Many of the practices involved in keeping and breeding these animals would also fail the “child test”, badly. As others have argued, an underage person’s apparent enjoyment of a sexual act does not mean they are therefore capable of meaningful consent to this act. Suppose someone were to argue that a child is completely okay with being kept in a crate too small for them to turn around, or that a child actually enjoys having a device called an “artificial vagina” applied to them, and that therefore the child consents to this treatment. Such claims would be considered monstrous and appalling.

Yet most people who eat pork, drink milk, and own dogs do not seem to apply the “child test” as a standard of ethical acceptability. They are largely content to tolerate at least some of these practices in the course of the breeding and raising of animals.
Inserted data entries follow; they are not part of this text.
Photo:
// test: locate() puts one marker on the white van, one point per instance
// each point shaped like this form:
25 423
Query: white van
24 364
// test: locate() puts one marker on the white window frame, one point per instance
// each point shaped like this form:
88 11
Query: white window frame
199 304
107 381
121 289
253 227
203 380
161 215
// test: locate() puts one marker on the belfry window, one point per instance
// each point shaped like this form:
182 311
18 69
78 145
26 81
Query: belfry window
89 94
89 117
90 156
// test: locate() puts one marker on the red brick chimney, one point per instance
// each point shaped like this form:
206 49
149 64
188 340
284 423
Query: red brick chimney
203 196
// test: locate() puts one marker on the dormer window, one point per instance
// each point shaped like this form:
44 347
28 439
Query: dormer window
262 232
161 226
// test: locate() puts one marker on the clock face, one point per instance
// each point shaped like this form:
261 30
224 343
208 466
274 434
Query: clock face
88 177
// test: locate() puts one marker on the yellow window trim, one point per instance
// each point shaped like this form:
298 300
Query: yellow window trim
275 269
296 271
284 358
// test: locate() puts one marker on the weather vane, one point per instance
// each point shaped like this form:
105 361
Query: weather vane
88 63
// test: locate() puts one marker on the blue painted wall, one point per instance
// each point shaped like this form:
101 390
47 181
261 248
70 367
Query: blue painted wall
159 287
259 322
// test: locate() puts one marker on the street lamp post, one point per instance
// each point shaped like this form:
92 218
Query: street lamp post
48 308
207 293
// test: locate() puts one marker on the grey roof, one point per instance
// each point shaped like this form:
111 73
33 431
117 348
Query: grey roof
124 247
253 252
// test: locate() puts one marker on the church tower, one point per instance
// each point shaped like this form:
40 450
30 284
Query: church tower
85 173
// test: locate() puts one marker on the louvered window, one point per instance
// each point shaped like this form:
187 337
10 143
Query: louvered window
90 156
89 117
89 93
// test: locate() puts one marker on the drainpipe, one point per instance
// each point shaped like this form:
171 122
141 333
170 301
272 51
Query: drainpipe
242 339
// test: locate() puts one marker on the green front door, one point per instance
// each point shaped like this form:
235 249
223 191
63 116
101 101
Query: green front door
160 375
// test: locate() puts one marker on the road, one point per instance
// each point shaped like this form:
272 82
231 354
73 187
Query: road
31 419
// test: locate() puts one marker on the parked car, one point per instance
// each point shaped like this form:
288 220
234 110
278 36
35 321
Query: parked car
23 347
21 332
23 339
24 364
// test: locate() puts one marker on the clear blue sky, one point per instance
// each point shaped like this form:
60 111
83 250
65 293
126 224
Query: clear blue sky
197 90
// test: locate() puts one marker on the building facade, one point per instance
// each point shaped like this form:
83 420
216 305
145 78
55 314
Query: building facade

And if they do tolerate this, it seems unavoidably inconsistent and arbitrary to accept practices such as:

  • Providing an individual chicken with no more living space than a sheet of paper
  • Forcing chickens to walk around in piles of excrement and breathe ammonia-rich air
  • Keeping a chicken in a cage so small that it cannot extend its wings
  • Removing a portion of a chicken’s beak using a hot blade, without painkillers
  • Keeping a pregnant pig in a cage so small that it cannot walk or turn around, for several months
  • Restraining a bull to examine its reproductive organs by rectal palpation
  • Inserting a rectal probe into a bull and repeatedly applying a painful electrical current until ejaculation occurs
  • Inserting one’s entire arm into a cow in order to deposit semen onto its cervix
  • Tranquilizing a stallion to prevent it from biting or kicking during a genital examination
  • Guiding a stallion’s penis into an artificial vagina and holding the device in place until the stallion ejaculates
  • Stimulating a stallion by massaging its penis with moist towels
  • Placing a “collection cone” onto a dog’s penis
  • Manually stimulating a dog’s penis to obtain its semen
  • Introducing semen via a catheter inserted through a dog’s cervix and into its uterus, without sedation
  • Partially removing a dog’s uterus from its body via surgery, and injecting semen into it

While rejecting practices such as:

  • Stimulating a horse or dog to arousal in order to take a mold of its genitals

What sort of ethical standard would allow for the former practices while soundly rejecting the latter? In terms of potential harm to animals or violations of their consent, how would one go about isolating the act of creating animal-based sex toy molds as any more harmful or violative than the rest of these commonplace practices? What marks this case as unique?

I believe such a standard is best explained as the product of a sexual taboo. Harm and violation of animals is often uncritically accepted when it is in furtherance of:

  • The fiscal enjoyment of farmers and breeders who reduce expenses and increase output by neglecting to provide humane facilities for their livestock and avoiding the purchase and upkeep of infertile animals
  • The competitive enjoyment of farmers and breeders who are able to produce higher quality animal products
  • The culinary enjoyment of consumers who now have access to “off the charts” marbled beef and “breathtaking” rib-eyes
  • The sporting enjoyment of athletes (and spectators) who use horses for racing, show jumping, or dressage events
  • The personal enjoyment of people who keep dogs for companionship

Yet this harm and violation is seen to reach a wholly unacceptable level when it occurs in the pursuit of:

  • The sexual enjoyment of people who would like to use sex toys cast from a mold of a horse or dog penis

It seems that this sexual motive is seen as being more trivial, more frivolous, and less justifiable than these non-sexual motives. But an identical act, the stimulation of an animal’s genitals to arousal, takes place in both the sexual case and the breeding case. The harm to the animal, and disregard for its consent, is neither exacerbated nor diminished simply by the intentions of the person performing the act. If someone does not consider the argument from harm and lack of consent to be sufficient to condemn these selective breeding practices, then the argument also does not succeed in condemning the sex toy production process.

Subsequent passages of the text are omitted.